Annelerin hane geliri ile Sosyal Davranış Öğretmen Değerlendirmesi Ölçeği karşılaştırıldığında hane geliri yükseldiğinde prososyal alt boyut puanlarının arttığı, hane geliri düştüğünde saldırgan ve utangaç alt boyut puanlarının arttığı belirlenmiştir.

Çalışmanın diğer bulguları ile örtüşen sonuçlar elde edilmiştir. Hane gelirinin azalması ile annelerde otoriter tutum artmakta idi ve otoriter tutum sonucu çocuklarda

78 saldırganlığın arttığı görülmektedir (114). Hane gelirinin yükselmesi ile annelerde demokratik tutum artmakta idi ve bu tutum sonucu çocuklarda prososyal davranışlar görülmektedir.

Annelerin sahip olduğu çocuk sayısı ile Sosyal Davranış Öğretmen Değerlendirmesi Ölçeği karşılaştırıldığında, çocuk sayısı azaldıkça prososyal alt boyut puanlarının arttığı bulunmuştur. Çocuk sayısına göre saldırgan ve utangaç alt boyut davranış puanları arasında istatistiksel olarak anlamlı farklılıklar bulunmamıştır.
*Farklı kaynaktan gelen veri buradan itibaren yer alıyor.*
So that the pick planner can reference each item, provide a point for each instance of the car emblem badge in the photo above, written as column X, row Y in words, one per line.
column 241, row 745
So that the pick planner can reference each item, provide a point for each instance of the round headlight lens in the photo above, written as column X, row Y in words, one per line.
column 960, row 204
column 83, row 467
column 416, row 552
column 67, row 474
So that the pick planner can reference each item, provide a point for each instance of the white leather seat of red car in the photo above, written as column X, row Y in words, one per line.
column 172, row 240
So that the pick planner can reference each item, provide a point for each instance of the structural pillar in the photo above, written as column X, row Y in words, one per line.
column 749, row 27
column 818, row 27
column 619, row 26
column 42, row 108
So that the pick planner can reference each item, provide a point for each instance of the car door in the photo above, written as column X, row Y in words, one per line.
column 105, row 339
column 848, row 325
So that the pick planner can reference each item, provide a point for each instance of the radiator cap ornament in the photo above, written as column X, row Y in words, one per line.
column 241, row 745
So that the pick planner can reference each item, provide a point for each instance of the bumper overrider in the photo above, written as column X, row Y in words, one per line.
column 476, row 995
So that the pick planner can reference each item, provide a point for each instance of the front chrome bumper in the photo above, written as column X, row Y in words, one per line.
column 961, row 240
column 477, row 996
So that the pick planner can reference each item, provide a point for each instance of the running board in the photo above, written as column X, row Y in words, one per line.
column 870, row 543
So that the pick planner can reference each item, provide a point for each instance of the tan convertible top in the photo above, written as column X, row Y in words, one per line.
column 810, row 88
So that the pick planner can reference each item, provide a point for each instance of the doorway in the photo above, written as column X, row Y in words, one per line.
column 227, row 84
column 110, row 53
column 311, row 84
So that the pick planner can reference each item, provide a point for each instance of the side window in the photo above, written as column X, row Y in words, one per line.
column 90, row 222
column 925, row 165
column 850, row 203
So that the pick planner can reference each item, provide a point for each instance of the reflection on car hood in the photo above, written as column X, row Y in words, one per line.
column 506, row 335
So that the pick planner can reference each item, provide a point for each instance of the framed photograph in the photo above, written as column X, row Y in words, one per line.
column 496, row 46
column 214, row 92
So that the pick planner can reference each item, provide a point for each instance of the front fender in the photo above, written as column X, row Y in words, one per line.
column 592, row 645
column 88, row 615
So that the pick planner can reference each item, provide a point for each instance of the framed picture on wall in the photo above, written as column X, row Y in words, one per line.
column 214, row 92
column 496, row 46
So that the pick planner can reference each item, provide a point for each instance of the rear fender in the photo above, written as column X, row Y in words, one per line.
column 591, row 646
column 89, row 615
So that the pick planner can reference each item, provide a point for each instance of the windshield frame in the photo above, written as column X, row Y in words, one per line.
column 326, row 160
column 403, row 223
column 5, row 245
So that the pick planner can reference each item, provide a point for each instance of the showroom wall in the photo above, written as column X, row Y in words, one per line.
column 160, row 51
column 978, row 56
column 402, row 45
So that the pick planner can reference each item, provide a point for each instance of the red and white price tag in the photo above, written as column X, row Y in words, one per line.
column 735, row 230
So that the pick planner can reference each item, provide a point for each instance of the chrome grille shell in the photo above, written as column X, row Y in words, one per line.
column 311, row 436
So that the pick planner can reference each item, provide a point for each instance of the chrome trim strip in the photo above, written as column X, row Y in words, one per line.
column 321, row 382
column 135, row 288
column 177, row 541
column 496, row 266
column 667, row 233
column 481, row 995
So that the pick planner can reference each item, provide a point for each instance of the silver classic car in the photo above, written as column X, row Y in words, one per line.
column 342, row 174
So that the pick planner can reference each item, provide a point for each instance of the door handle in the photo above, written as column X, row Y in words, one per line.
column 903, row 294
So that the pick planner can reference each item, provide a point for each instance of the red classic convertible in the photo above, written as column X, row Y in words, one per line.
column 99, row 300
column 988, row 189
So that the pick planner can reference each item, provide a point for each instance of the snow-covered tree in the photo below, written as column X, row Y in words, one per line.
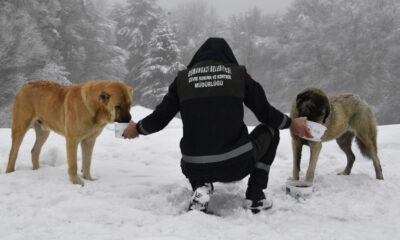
column 89, row 48
column 135, row 23
column 160, row 66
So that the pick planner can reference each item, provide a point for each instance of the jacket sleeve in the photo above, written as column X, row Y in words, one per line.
column 163, row 113
column 256, row 100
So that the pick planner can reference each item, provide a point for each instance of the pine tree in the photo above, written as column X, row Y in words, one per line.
column 159, row 67
column 89, row 48
column 134, row 25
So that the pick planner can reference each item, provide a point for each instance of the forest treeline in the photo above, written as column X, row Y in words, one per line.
column 340, row 46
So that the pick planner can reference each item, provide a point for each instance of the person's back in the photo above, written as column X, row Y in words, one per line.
column 216, row 146
column 211, row 96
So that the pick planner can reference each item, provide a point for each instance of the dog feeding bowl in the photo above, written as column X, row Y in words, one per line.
column 299, row 189
column 316, row 129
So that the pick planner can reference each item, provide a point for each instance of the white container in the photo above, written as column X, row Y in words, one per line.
column 316, row 129
column 299, row 189
column 119, row 129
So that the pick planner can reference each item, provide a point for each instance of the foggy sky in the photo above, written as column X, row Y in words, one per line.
column 226, row 8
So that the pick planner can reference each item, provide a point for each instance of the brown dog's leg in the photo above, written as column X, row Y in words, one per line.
column 72, row 148
column 20, row 126
column 87, row 151
column 344, row 143
column 368, row 148
column 297, row 146
column 315, row 149
column 41, row 136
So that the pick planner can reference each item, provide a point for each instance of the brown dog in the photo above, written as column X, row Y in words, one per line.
column 346, row 117
column 78, row 112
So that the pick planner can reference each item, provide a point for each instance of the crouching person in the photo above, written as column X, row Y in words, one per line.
column 216, row 145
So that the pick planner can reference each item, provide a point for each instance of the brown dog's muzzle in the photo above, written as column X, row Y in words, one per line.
column 123, row 116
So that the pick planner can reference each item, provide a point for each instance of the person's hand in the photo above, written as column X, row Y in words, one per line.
column 299, row 127
column 130, row 132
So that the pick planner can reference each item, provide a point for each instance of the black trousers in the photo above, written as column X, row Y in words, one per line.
column 265, row 141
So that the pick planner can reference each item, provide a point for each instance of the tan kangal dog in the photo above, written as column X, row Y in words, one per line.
column 346, row 117
column 78, row 112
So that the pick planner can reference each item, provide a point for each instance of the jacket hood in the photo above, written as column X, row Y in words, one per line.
column 216, row 49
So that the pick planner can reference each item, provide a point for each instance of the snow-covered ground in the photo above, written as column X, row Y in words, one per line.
column 140, row 193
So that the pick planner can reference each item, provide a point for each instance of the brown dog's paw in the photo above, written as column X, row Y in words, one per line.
column 343, row 173
column 77, row 180
column 87, row 176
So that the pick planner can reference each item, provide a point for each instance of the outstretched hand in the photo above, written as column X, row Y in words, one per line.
column 299, row 127
column 131, row 131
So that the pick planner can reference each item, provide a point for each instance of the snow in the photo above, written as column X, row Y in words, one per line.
column 140, row 193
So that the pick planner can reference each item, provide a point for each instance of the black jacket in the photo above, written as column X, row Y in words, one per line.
column 210, row 96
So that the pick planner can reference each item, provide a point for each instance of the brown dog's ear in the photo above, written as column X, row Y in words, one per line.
column 301, row 98
column 327, row 112
column 104, row 97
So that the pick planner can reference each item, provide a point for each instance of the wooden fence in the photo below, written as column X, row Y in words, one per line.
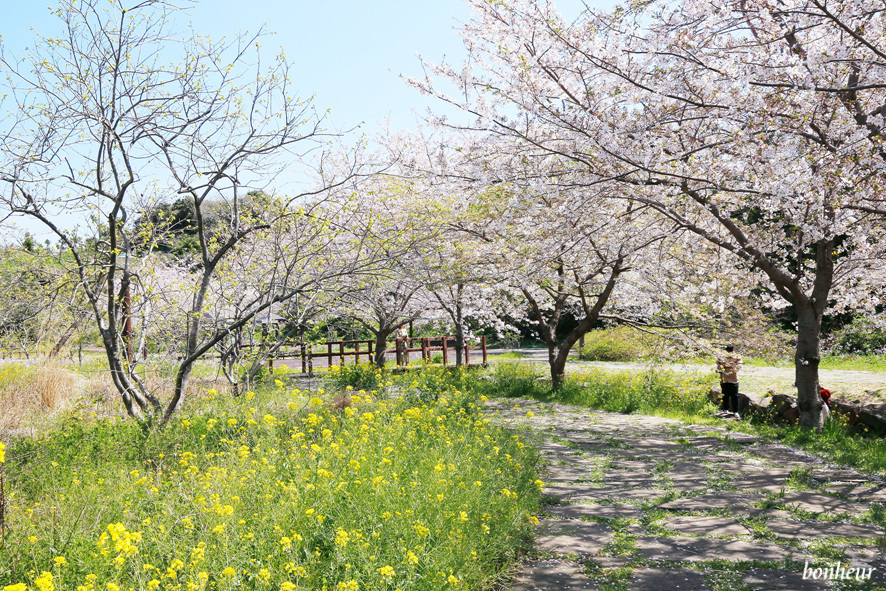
column 402, row 348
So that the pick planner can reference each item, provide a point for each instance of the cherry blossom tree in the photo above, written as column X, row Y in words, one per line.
column 122, row 111
column 714, row 115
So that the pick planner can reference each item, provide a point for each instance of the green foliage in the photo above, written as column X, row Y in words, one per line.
column 279, row 490
column 617, row 344
column 652, row 391
column 365, row 376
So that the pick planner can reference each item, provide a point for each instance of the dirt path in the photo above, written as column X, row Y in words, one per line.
column 651, row 504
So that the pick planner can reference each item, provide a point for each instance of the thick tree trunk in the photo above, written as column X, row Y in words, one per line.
column 810, row 312
column 64, row 339
column 381, row 339
column 557, row 360
column 459, row 336
column 806, row 361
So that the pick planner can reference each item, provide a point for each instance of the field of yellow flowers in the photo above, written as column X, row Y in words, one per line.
column 279, row 489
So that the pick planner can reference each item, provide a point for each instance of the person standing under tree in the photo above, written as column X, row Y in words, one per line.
column 728, row 366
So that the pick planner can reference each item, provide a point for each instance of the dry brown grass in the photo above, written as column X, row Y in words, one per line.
column 36, row 391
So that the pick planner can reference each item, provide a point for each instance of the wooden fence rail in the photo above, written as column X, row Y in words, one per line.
column 402, row 348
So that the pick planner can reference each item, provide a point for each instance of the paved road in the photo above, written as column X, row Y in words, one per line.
column 652, row 504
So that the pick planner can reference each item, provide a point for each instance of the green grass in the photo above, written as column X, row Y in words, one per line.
column 653, row 391
column 281, row 489
column 681, row 396
column 854, row 362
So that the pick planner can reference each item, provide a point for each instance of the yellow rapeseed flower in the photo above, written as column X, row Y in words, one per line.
column 44, row 582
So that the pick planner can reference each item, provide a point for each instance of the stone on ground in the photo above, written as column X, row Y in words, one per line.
column 552, row 575
column 667, row 579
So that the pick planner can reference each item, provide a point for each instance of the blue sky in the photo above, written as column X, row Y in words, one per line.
column 348, row 54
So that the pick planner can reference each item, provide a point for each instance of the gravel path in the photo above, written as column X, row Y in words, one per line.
column 640, row 503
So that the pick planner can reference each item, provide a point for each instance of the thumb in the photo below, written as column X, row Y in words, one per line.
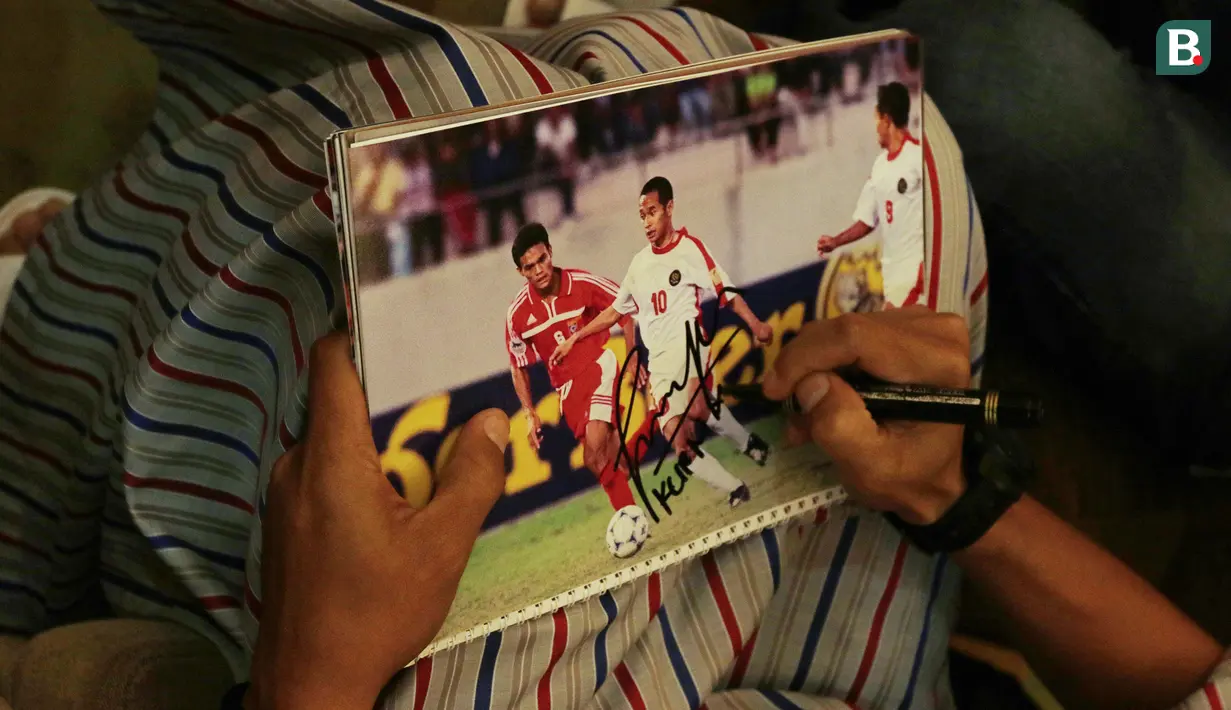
column 473, row 478
column 837, row 420
column 337, row 409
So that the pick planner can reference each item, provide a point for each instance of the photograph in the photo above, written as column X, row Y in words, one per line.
column 601, row 270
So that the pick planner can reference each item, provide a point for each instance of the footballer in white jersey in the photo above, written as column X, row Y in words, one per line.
column 664, row 289
column 891, row 199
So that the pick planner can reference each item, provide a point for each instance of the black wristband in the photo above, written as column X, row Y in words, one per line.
column 984, row 501
column 234, row 698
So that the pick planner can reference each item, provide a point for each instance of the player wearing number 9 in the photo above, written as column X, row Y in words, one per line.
column 554, row 304
column 893, row 198
column 664, row 287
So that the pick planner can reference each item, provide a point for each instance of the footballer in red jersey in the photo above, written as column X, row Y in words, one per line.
column 554, row 304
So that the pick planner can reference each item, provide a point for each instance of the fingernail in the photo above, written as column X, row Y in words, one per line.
column 496, row 427
column 811, row 390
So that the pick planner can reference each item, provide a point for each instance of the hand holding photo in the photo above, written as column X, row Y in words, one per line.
column 664, row 246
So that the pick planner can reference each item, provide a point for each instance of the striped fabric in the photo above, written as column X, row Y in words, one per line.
column 152, row 370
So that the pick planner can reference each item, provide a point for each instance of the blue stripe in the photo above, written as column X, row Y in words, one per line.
column 10, row 586
column 192, row 432
column 171, row 542
column 779, row 700
column 608, row 603
column 323, row 279
column 193, row 321
column 443, row 38
column 73, row 422
column 970, row 235
column 826, row 601
column 687, row 17
column 97, row 238
column 772, row 555
column 324, row 106
column 486, row 671
column 677, row 660
column 605, row 36
column 19, row 289
column 933, row 592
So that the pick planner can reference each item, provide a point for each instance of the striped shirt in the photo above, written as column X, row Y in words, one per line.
column 153, row 356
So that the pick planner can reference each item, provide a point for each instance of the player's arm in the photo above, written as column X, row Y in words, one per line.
column 854, row 233
column 520, row 359
column 864, row 222
column 602, row 323
column 522, row 386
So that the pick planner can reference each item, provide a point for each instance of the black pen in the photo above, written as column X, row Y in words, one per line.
column 925, row 404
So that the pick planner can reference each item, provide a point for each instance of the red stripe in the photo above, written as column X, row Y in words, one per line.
column 916, row 291
column 52, row 367
column 532, row 69
column 741, row 662
column 198, row 259
column 132, row 197
column 376, row 64
column 979, row 289
column 22, row 544
column 937, row 227
column 278, row 159
column 585, row 55
column 878, row 624
column 219, row 602
column 632, row 693
column 33, row 453
column 389, row 87
column 710, row 266
column 187, row 489
column 241, row 286
column 169, row 370
column 718, row 587
column 559, row 640
column 254, row 604
column 666, row 43
column 187, row 92
column 422, row 678
column 1213, row 697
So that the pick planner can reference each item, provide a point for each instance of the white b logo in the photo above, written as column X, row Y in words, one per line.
column 1181, row 38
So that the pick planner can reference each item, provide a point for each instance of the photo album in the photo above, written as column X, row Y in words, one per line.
column 601, row 263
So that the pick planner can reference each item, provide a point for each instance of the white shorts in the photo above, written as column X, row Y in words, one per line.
column 904, row 286
column 669, row 390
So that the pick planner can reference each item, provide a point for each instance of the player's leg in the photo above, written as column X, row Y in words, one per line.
column 598, row 448
column 724, row 423
column 680, row 431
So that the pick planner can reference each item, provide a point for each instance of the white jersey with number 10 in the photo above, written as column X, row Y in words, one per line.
column 665, row 288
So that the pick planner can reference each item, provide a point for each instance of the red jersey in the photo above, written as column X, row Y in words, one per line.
column 536, row 326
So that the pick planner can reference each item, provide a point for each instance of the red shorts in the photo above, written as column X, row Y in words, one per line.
column 591, row 395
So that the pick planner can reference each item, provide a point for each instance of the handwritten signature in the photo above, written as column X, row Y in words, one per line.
column 696, row 339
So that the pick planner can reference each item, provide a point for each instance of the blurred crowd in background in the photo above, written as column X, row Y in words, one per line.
column 421, row 201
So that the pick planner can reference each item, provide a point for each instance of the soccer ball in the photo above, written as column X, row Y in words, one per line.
column 627, row 532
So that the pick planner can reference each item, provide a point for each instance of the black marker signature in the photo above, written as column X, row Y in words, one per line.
column 673, row 485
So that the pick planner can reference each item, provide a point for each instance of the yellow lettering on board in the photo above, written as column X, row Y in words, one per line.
column 415, row 474
column 528, row 468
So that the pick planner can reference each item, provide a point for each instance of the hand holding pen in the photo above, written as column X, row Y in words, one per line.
column 909, row 468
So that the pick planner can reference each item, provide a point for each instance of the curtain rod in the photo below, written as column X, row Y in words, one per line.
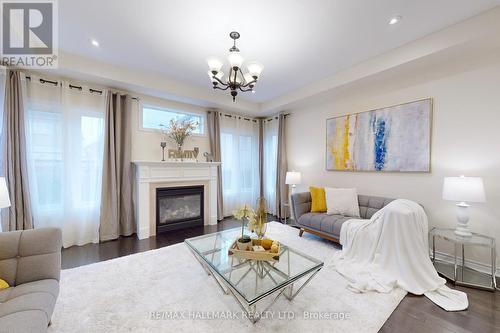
column 55, row 83
column 239, row 117
column 276, row 117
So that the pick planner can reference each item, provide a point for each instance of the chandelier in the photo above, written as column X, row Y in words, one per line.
column 235, row 80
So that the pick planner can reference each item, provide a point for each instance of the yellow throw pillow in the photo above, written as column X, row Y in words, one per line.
column 3, row 284
column 318, row 199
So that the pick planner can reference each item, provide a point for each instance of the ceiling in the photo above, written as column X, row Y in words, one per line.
column 299, row 42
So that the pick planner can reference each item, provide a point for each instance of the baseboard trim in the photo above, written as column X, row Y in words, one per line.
column 478, row 266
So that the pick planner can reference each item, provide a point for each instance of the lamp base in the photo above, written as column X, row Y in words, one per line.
column 463, row 219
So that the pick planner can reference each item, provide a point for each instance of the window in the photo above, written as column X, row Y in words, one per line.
column 156, row 118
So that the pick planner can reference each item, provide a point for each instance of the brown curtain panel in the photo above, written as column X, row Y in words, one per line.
column 281, row 187
column 261, row 157
column 213, row 121
column 18, row 216
column 117, row 203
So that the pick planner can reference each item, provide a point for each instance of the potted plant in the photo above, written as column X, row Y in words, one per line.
column 245, row 213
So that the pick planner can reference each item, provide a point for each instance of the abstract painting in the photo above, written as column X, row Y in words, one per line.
column 395, row 138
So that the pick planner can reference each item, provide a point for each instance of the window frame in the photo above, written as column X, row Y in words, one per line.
column 203, row 115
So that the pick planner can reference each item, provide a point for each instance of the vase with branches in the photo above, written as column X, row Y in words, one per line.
column 244, row 213
column 178, row 130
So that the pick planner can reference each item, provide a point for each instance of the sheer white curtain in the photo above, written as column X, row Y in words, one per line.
column 65, row 139
column 240, row 162
column 270, row 163
column 2, row 104
column 2, row 101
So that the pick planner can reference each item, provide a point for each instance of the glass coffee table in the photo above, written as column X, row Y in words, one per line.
column 253, row 282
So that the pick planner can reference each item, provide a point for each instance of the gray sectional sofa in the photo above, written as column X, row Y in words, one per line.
column 328, row 226
column 30, row 262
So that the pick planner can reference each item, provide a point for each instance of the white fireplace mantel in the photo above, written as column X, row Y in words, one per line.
column 149, row 173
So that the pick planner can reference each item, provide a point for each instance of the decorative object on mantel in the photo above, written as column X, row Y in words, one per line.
column 183, row 154
column 178, row 131
column 395, row 138
column 235, row 80
column 209, row 157
column 163, row 144
column 463, row 189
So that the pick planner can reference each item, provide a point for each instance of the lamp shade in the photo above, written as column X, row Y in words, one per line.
column 293, row 178
column 4, row 194
column 466, row 189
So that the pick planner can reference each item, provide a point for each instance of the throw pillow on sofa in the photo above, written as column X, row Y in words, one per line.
column 318, row 199
column 342, row 201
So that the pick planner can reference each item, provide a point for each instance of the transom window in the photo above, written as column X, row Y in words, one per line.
column 156, row 118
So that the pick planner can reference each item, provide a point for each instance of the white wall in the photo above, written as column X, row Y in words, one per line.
column 465, row 140
column 146, row 143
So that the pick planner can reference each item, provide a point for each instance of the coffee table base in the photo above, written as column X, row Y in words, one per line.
column 263, row 269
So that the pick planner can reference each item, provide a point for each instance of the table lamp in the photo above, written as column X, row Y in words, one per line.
column 293, row 178
column 462, row 190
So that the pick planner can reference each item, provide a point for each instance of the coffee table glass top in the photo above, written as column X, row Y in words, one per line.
column 252, row 280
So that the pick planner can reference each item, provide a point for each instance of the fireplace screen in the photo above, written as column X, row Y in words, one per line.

Çocuk sayısı azaldıkça annenin çocuk ile geçireceği vakit artacaktır ve daha verimli olacaktır.

Annelerin çocukları ile beraber, verimli ve daha fazla vakit geçirmesinden kaynaklı çocuklarda prososyal davranışların arttığı düşünülmektedir.

Çocuğun yaşı ile Sosyal Davranış Öğretmen Değerlendirmesi Ölçeği karşılaştırıldığında, çocuğun yaşı arttıkça prososyal alt boyut puanlarının arttığı ve 4 yaşındaki çocukların utangaç davranış puanları, 6 yaşındaki çocuklara göre daha yüksek olduğu görülmektedir. Çocuğun yaşına göre saldırgan davranış puanları arasında istatistiksel olarak anlamlı farklılıklar bulunmamıştır. Araştırmanın diğer bulguları ile örtüşen bir sonuç ortaya çıkmıştır. Çocuğun yaşı ile Penn Etkileşimli Akran Oyun Ölçeği karşılaştırıldığında, çocuğun yaşı arttıkça oyun etkileşimi alt boyut puanının arttığını belirtmiştik. Oyun etkileşimi yüksek çocuklar, prososyal davranışlar da sergilemektedir.Çocukların yaşı arttıkça akran ilişkileri,dikkat süreleri, paylaşma ve sıra alma gibi olumlu davranışları da artmaktadır. Bu sebeple 6 yaş çocuklarında prososyal etkileşim alt boyut puanlarının yüksek çıktığı düşünülmektedir.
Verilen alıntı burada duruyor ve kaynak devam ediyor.